The GSC data querying is more straightforward. there are no nested fields. We just need to grab the data directly from the searchdata_url_impression table.

-- Get search console fields
gsc_data as (
select
data_date as date,
query,
-- New fiel to get the branded/non-brnded querues
case when regexp_contains(query,'(analygo)|(hamza)|(kharraz)') then "branded" else 'non-branded' end as branded_query,
country,
url as landing_page,
-- Calculate average postion
avg(sum_position) as avg_position,
sum(impressions) as impressions,
sum(clicks) as clicks
from `analygo.searchconsole_hamzaelkharraz.searchdata_url_impression`
where data_date between date_sub(current_date(),interval 1 month)
and date_sub(current_date(),interval 1 day) group by 1,2,3,4,5 having query is not null)

We created a new calculated field, branded_query. The query will look for keywords containing any of the terms: ‘analygo’, ‘hamza’, or ‘kharraz’. if there are any matches, it will return the word ‘Branded’.

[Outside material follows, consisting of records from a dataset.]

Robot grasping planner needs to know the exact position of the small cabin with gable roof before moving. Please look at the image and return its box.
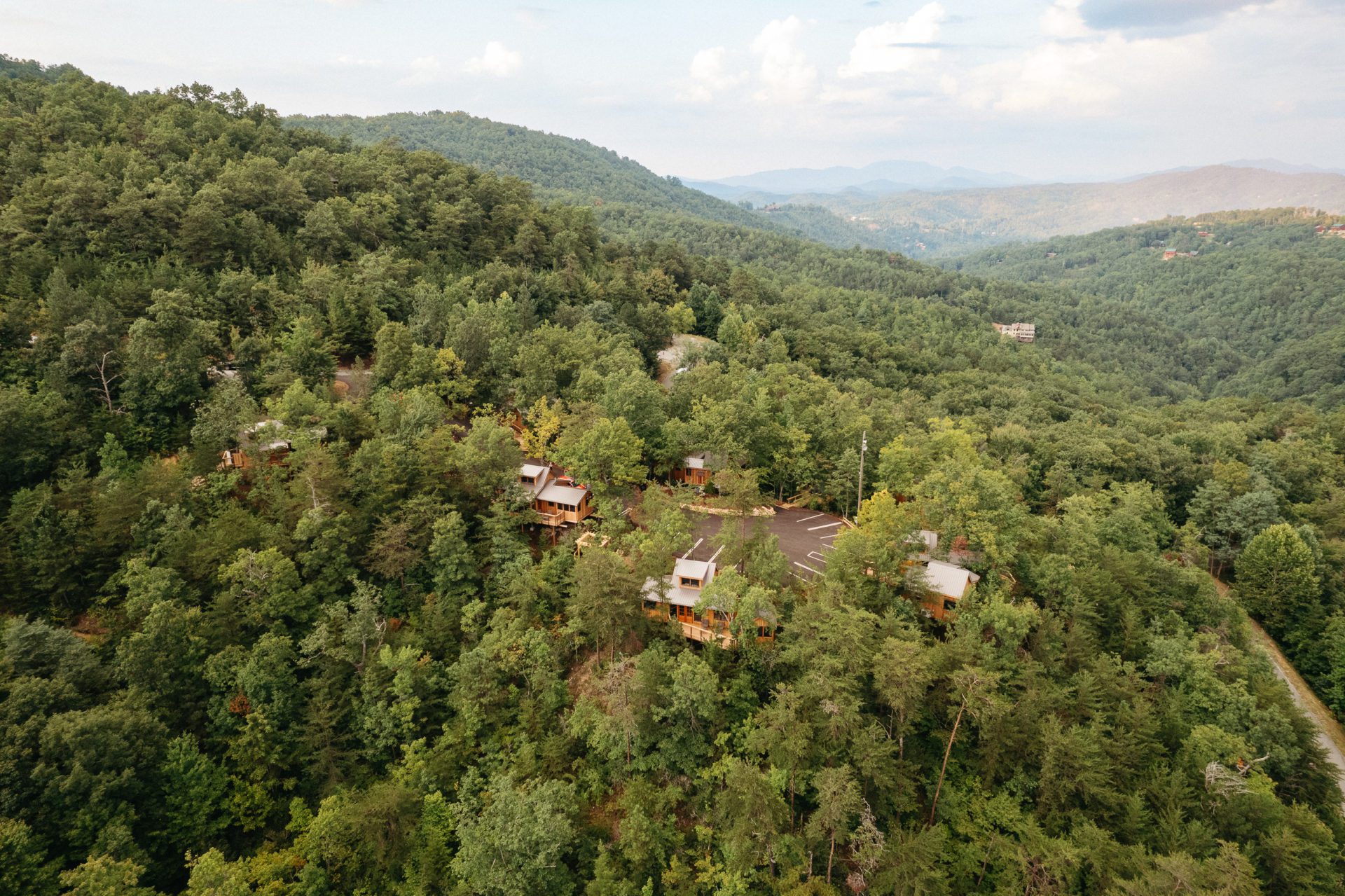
[916,560,981,621]
[672,450,713,485]
[518,464,593,526]
[644,557,775,647]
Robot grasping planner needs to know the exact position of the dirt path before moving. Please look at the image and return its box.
[659,332,712,389]
[1215,579,1345,806]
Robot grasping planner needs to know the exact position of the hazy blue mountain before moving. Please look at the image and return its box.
[686,160,1032,198]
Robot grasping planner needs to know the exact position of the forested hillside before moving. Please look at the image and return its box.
[8,63,1345,896]
[741,165,1345,257]
[285,111,880,246]
[946,209,1345,408]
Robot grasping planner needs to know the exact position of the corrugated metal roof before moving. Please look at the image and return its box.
[537,483,588,506]
[924,560,981,598]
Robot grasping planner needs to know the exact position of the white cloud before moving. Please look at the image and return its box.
[336,53,383,69]
[677,47,748,102]
[838,3,947,78]
[396,57,444,85]
[1041,0,1089,39]
[752,16,818,104]
[960,32,1209,116]
[462,41,523,78]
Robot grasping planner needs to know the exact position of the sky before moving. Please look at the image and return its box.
[0,0,1345,180]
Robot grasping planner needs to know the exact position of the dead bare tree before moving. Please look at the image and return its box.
[89,350,124,414]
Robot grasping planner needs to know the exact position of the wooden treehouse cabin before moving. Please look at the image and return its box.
[218,420,294,469]
[644,557,775,647]
[672,450,712,487]
[917,560,981,621]
[518,464,593,526]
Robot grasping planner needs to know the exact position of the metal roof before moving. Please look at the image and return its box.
[672,558,715,585]
[537,483,588,506]
[924,560,981,598]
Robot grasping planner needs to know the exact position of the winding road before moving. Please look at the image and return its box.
[1215,579,1345,808]
[1248,619,1345,807]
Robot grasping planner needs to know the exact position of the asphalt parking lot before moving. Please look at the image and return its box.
[686,507,848,581]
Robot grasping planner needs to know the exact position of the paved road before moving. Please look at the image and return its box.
[1210,576,1345,808]
[687,506,846,581]
[1248,619,1345,807]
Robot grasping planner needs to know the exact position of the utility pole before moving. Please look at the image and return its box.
[854,429,869,519]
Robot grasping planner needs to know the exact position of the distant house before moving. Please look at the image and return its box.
[518,464,593,526]
[218,420,313,469]
[906,529,939,563]
[990,323,1037,342]
[918,560,981,621]
[644,557,775,647]
[672,450,712,485]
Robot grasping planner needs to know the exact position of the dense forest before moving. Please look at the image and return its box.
[944,209,1345,408]
[721,163,1345,257]
[8,60,1345,896]
[285,111,885,247]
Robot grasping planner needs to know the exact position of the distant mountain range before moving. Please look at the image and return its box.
[694,163,1345,257]
[682,159,1345,202]
[287,111,1345,257]
[683,160,1032,199]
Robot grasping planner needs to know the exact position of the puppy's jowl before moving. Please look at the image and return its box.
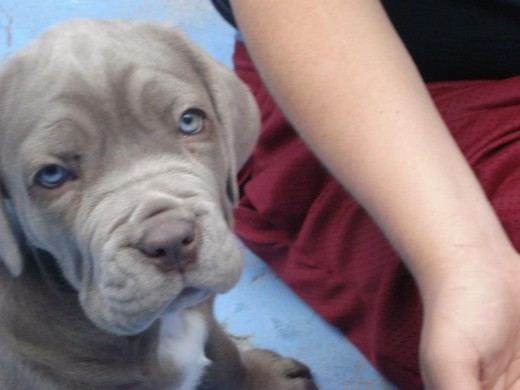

Notice that we added the having query is not null to avoid getting rows with empty queries.

The final step is very straightforward. We will take the two previous queries and join them, extracting only the fields we want.

-- Combine GSC with Bigquery
select
ga4_data.date,
gsc_data.country,
ga4_data.landing_page,
ga4_data.unique_sessions,
gsc_data.query,
gsc_data.branded_query,
gsc_data.impressions,
gsc_data.clicks,
gsc_data.avg_position
from ga4_data
left join gsc_data on gsc_data.date=ga4_data.date
and ga4_data.landing_page=gsc_data.landing_page;

We used the landing_page and date fields as the join keys for our query.

Google Search Console & GA4 table

Visualize BigQuery results in Looker Studio

Section titled “Visualize BigQuery results in Looker Studio”

Let’s create a scheduled query sot that we can use our in query in Looker studio.

Google Search Console & GA4

Now we can use the fields within Looker studio to create all kinds of data visualizations.